Uno más alto, estirado como goma de mascar, y el otro redondo, orondo como el tronco de un olivo centenario. Ambos permanecen a escasos metros del cauce, al parecer ocupados en hallar cantos para lanzarlos al agua y medirse en sus lances. Días atrás un pescador se probaba ante ellos. En cada movimiento remataba sus pensamientos como poseso. Después de varias horas, el larguirucho rompe el silencio. Le habla de una mujer.
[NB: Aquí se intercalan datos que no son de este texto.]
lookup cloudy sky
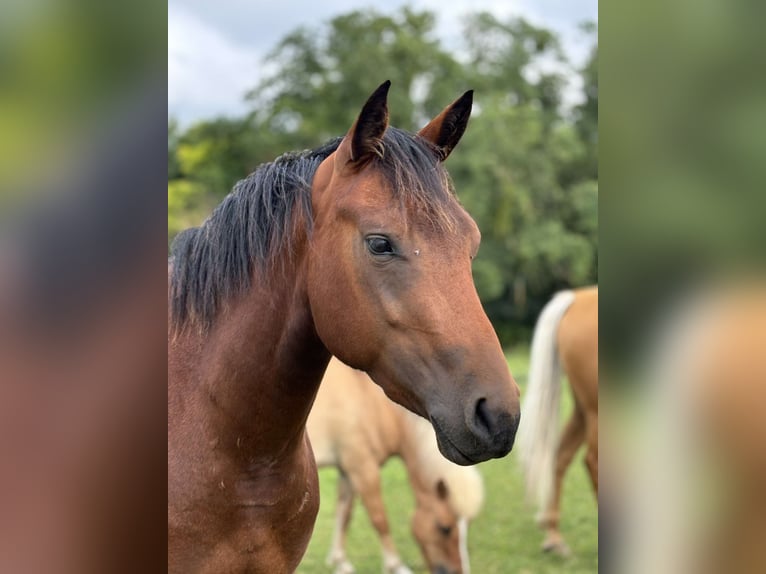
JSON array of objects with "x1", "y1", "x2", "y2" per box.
[{"x1": 168, "y1": 0, "x2": 597, "y2": 126}]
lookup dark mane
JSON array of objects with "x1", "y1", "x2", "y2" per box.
[{"x1": 169, "y1": 127, "x2": 458, "y2": 332}]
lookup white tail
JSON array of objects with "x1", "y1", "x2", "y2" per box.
[{"x1": 517, "y1": 289, "x2": 576, "y2": 513}]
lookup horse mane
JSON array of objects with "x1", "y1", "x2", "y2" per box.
[
  {"x1": 401, "y1": 410, "x2": 485, "y2": 520},
  {"x1": 169, "y1": 127, "x2": 459, "y2": 333}
]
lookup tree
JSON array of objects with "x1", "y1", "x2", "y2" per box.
[
  {"x1": 247, "y1": 8, "x2": 467, "y2": 142},
  {"x1": 574, "y1": 22, "x2": 598, "y2": 180}
]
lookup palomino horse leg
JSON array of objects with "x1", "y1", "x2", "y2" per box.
[
  {"x1": 539, "y1": 403, "x2": 586, "y2": 556},
  {"x1": 349, "y1": 465, "x2": 413, "y2": 574},
  {"x1": 584, "y1": 415, "x2": 598, "y2": 494},
  {"x1": 327, "y1": 472, "x2": 357, "y2": 574}
]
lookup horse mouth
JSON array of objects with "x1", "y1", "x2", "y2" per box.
[{"x1": 430, "y1": 417, "x2": 481, "y2": 466}]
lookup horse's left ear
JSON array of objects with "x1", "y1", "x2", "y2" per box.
[
  {"x1": 418, "y1": 90, "x2": 473, "y2": 161},
  {"x1": 335, "y1": 80, "x2": 391, "y2": 169},
  {"x1": 436, "y1": 479, "x2": 449, "y2": 501}
]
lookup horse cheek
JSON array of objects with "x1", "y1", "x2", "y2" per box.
[{"x1": 308, "y1": 254, "x2": 373, "y2": 368}]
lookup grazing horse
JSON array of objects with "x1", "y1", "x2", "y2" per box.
[
  {"x1": 168, "y1": 81, "x2": 520, "y2": 573},
  {"x1": 308, "y1": 358, "x2": 484, "y2": 574},
  {"x1": 516, "y1": 286, "x2": 598, "y2": 556}
]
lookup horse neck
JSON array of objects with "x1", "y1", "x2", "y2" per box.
[{"x1": 171, "y1": 243, "x2": 331, "y2": 461}]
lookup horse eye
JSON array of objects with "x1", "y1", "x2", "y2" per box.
[
  {"x1": 437, "y1": 524, "x2": 453, "y2": 536},
  {"x1": 366, "y1": 235, "x2": 394, "y2": 256}
]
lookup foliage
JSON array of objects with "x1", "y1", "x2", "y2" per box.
[{"x1": 167, "y1": 8, "x2": 598, "y2": 342}]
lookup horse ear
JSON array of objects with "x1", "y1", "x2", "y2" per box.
[
  {"x1": 336, "y1": 80, "x2": 391, "y2": 168},
  {"x1": 417, "y1": 90, "x2": 473, "y2": 161},
  {"x1": 436, "y1": 479, "x2": 449, "y2": 501}
]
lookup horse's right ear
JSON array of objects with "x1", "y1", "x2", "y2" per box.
[
  {"x1": 417, "y1": 90, "x2": 473, "y2": 161},
  {"x1": 335, "y1": 80, "x2": 391, "y2": 169}
]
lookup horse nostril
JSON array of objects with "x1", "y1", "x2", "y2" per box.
[
  {"x1": 473, "y1": 397, "x2": 493, "y2": 437},
  {"x1": 471, "y1": 397, "x2": 520, "y2": 453}
]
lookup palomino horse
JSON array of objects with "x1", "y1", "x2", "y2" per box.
[
  {"x1": 308, "y1": 358, "x2": 484, "y2": 574},
  {"x1": 517, "y1": 286, "x2": 598, "y2": 556},
  {"x1": 620, "y1": 284, "x2": 766, "y2": 574},
  {"x1": 168, "y1": 81, "x2": 520, "y2": 572}
]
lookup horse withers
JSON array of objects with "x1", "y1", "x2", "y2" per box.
[
  {"x1": 309, "y1": 358, "x2": 484, "y2": 574},
  {"x1": 168, "y1": 81, "x2": 520, "y2": 573}
]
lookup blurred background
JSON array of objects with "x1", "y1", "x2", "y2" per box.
[
  {"x1": 600, "y1": 2, "x2": 766, "y2": 573},
  {"x1": 167, "y1": 1, "x2": 599, "y2": 346},
  {"x1": 1, "y1": 1, "x2": 166, "y2": 573}
]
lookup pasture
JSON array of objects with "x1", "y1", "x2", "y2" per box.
[{"x1": 298, "y1": 347, "x2": 598, "y2": 573}]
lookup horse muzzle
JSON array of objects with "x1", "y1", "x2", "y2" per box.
[{"x1": 430, "y1": 397, "x2": 520, "y2": 465}]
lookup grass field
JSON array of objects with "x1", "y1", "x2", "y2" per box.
[{"x1": 297, "y1": 347, "x2": 598, "y2": 573}]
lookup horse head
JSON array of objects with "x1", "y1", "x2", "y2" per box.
[{"x1": 307, "y1": 81, "x2": 520, "y2": 464}]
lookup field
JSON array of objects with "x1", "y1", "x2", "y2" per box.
[{"x1": 297, "y1": 347, "x2": 598, "y2": 573}]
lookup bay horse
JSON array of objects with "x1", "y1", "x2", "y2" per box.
[
  {"x1": 308, "y1": 358, "x2": 484, "y2": 574},
  {"x1": 516, "y1": 286, "x2": 598, "y2": 556},
  {"x1": 168, "y1": 81, "x2": 520, "y2": 573}
]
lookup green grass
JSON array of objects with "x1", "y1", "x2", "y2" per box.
[{"x1": 297, "y1": 346, "x2": 598, "y2": 573}]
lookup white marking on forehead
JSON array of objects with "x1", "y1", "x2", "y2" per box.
[
  {"x1": 458, "y1": 518, "x2": 470, "y2": 574},
  {"x1": 414, "y1": 249, "x2": 420, "y2": 256}
]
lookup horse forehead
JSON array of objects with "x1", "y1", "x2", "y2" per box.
[
  {"x1": 435, "y1": 499, "x2": 458, "y2": 522},
  {"x1": 423, "y1": 493, "x2": 456, "y2": 521},
  {"x1": 339, "y1": 186, "x2": 475, "y2": 237},
  {"x1": 411, "y1": 208, "x2": 480, "y2": 253},
  {"x1": 319, "y1": 163, "x2": 480, "y2": 246}
]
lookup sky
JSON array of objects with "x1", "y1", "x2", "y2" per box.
[{"x1": 168, "y1": 0, "x2": 597, "y2": 127}]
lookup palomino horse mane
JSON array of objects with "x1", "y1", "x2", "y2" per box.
[
  {"x1": 401, "y1": 410, "x2": 485, "y2": 520},
  {"x1": 168, "y1": 127, "x2": 459, "y2": 333}
]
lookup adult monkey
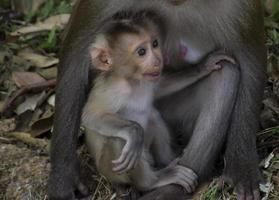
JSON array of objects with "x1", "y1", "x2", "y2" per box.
[{"x1": 48, "y1": 0, "x2": 266, "y2": 200}]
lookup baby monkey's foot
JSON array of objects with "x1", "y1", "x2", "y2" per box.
[{"x1": 204, "y1": 51, "x2": 236, "y2": 71}]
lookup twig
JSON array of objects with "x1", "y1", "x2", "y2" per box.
[
  {"x1": 2, "y1": 79, "x2": 56, "y2": 112},
  {"x1": 7, "y1": 131, "x2": 49, "y2": 150}
]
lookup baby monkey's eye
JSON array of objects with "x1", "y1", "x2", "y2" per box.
[
  {"x1": 137, "y1": 48, "x2": 146, "y2": 56},
  {"x1": 152, "y1": 39, "x2": 159, "y2": 48}
]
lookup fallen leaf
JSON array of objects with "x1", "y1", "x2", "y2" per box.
[
  {"x1": 38, "y1": 67, "x2": 57, "y2": 79},
  {"x1": 29, "y1": 109, "x2": 44, "y2": 128},
  {"x1": 16, "y1": 92, "x2": 46, "y2": 115},
  {"x1": 12, "y1": 72, "x2": 46, "y2": 88},
  {"x1": 260, "y1": 182, "x2": 274, "y2": 200},
  {"x1": 12, "y1": 55, "x2": 33, "y2": 70},
  {"x1": 30, "y1": 108, "x2": 54, "y2": 137},
  {"x1": 11, "y1": 14, "x2": 70, "y2": 36},
  {"x1": 47, "y1": 94, "x2": 55, "y2": 107},
  {"x1": 264, "y1": 152, "x2": 275, "y2": 168},
  {"x1": 18, "y1": 49, "x2": 59, "y2": 68}
]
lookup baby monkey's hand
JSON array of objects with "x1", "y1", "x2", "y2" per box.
[
  {"x1": 202, "y1": 50, "x2": 236, "y2": 72},
  {"x1": 112, "y1": 122, "x2": 144, "y2": 173}
]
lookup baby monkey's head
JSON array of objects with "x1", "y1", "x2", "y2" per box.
[{"x1": 90, "y1": 10, "x2": 164, "y2": 82}]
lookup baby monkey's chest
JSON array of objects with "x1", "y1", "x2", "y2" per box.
[{"x1": 120, "y1": 90, "x2": 154, "y2": 129}]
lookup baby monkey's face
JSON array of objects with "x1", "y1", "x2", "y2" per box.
[
  {"x1": 90, "y1": 26, "x2": 164, "y2": 82},
  {"x1": 114, "y1": 31, "x2": 163, "y2": 82}
]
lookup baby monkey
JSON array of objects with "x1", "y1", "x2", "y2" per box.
[{"x1": 82, "y1": 11, "x2": 235, "y2": 192}]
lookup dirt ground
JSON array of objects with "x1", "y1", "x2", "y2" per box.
[{"x1": 0, "y1": 143, "x2": 49, "y2": 200}]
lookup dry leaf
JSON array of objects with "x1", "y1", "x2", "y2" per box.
[
  {"x1": 18, "y1": 49, "x2": 59, "y2": 68},
  {"x1": 30, "y1": 108, "x2": 54, "y2": 137},
  {"x1": 16, "y1": 92, "x2": 46, "y2": 115},
  {"x1": 12, "y1": 72, "x2": 46, "y2": 88},
  {"x1": 260, "y1": 182, "x2": 274, "y2": 200},
  {"x1": 12, "y1": 55, "x2": 33, "y2": 70},
  {"x1": 264, "y1": 152, "x2": 275, "y2": 168},
  {"x1": 38, "y1": 67, "x2": 58, "y2": 79},
  {"x1": 11, "y1": 14, "x2": 70, "y2": 36},
  {"x1": 47, "y1": 94, "x2": 55, "y2": 107}
]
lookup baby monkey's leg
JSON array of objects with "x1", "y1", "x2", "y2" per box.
[
  {"x1": 125, "y1": 110, "x2": 198, "y2": 193},
  {"x1": 88, "y1": 132, "x2": 198, "y2": 193},
  {"x1": 147, "y1": 109, "x2": 175, "y2": 167},
  {"x1": 145, "y1": 109, "x2": 198, "y2": 193}
]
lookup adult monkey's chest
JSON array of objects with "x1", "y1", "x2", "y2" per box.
[
  {"x1": 102, "y1": 0, "x2": 216, "y2": 67},
  {"x1": 158, "y1": 2, "x2": 216, "y2": 67},
  {"x1": 132, "y1": 0, "x2": 216, "y2": 67}
]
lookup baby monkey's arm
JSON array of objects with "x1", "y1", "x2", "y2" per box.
[
  {"x1": 83, "y1": 112, "x2": 144, "y2": 173},
  {"x1": 156, "y1": 51, "x2": 236, "y2": 98}
]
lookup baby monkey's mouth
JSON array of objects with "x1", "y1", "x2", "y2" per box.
[{"x1": 143, "y1": 71, "x2": 161, "y2": 79}]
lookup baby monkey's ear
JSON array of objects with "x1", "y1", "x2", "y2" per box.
[{"x1": 90, "y1": 35, "x2": 113, "y2": 71}]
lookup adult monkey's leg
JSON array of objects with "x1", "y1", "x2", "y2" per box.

El otro asiste atento al monólogo, embelesado por la historia de esa protagonista a la que llama mamá.
“Ella siempre me tranquiliza, me brinda sus brazos cuando los demás se ríen y me cuenta historias antes de que me duerma. A veces hasta me deja ponerles nombres a los personajes y animales que inventa”, dice el desgarbado con la mirada detenida en sus pensamientos. Los gritos del viejo lo callan de golpe mientras que el enano sale al galope como un caballo desbocado. Distraído en la carrera no repara en los cromos, que desde sus bolsillos se precipitan al suelo. Tampoco ve a una mujer que sigue su rastro a distancia como hace la rapaz con su presa.
Al llegar a la altura del imponente edificio, Blas frena su huida para beber agua de un grifo. La negrura de sus uñas contrasta con la leche de su carne, que se desparrama en dobleces bajo una camisa, hasta dos tallas más diminuta que su cuerpo. El pequeño entra en el pabellón central para acceder a los dormitorios. Enfilados como en serie, una treintena de catres guardan el sueño de sus hermanos. Se cuela entre las sábanas con los ojos entreabiertos mientras Margarita hace la ronda. Nadie repara en la tierra del dobladillo de su falda ni en el barro que ensucia el mármol con cada uno de sus pasos. Son horas de siesta en el hospicio, la imaginación trabaja a toda máquina más allá del cielo onírico que pintan las vigas del techo.
El infante mordisquea un trozo de chocolate escondido bajo la almohada, a salvo de gulas ajenas. El corazón se le acelera al ver una tarjeta de su álbum de fútbol boca arriba sobre el granito. Es la del jugador del Manchester. No sabe cómo ha acabado en manos de esa bruja, el ama de llaves que nunca le dedica una palabra amable. Todo son reproches, malas caras como si su pequeña presencia la irritase. Al rato suena el timbre y sus cómplices de aventuras lo arrastran hasta el patio de juegos.
La tarde siguiente regresa al río en busca del joven que conoció la víspera. Se le hace como un hermano mayor que le muestra el mundo. Quiere que le cuente más sobre su madre. Óscar no lo defrauda y se detiene en el olor de su nuca, en el tacto de su piel, en la calidez de sus manos … Ya casi al ocaso, ambos se han puesto al día, y el desgarbado lo acompaña hasta el orfanato. “Te he estado hablando de ella y, seguramente, ya la conoces. Hola madre …”, asiente al besar al ama de llaves, quien muda observa al más pequeño, que corre despavorido a lanzar cantos al río, aunque esta vez el juego tiene un objetivo: matar a su madre en vida, oculta bajo el traje de ama de llaves del orfanato, Margarita.
Me ha gustado mucho. Así son las cosas, besitos.
Muchas gracias. Me alegra que lo hayas disfrutado. El próximo más y mejor. Un abrazo.
Ohhh, vaya historia, el final inesperado. Me ha gustado
Me alegro de haberte sorprendido. Saludos.
Como siempre es una maravilla leerte. Un abrazo.
Qué bonito, tierno y triste al mismo tiempo. Me ha encantado
Me alegro mucho. Muchas gracias. Creo que es lo más parecido a un cuento.
Muy bonito. Es interesante y original.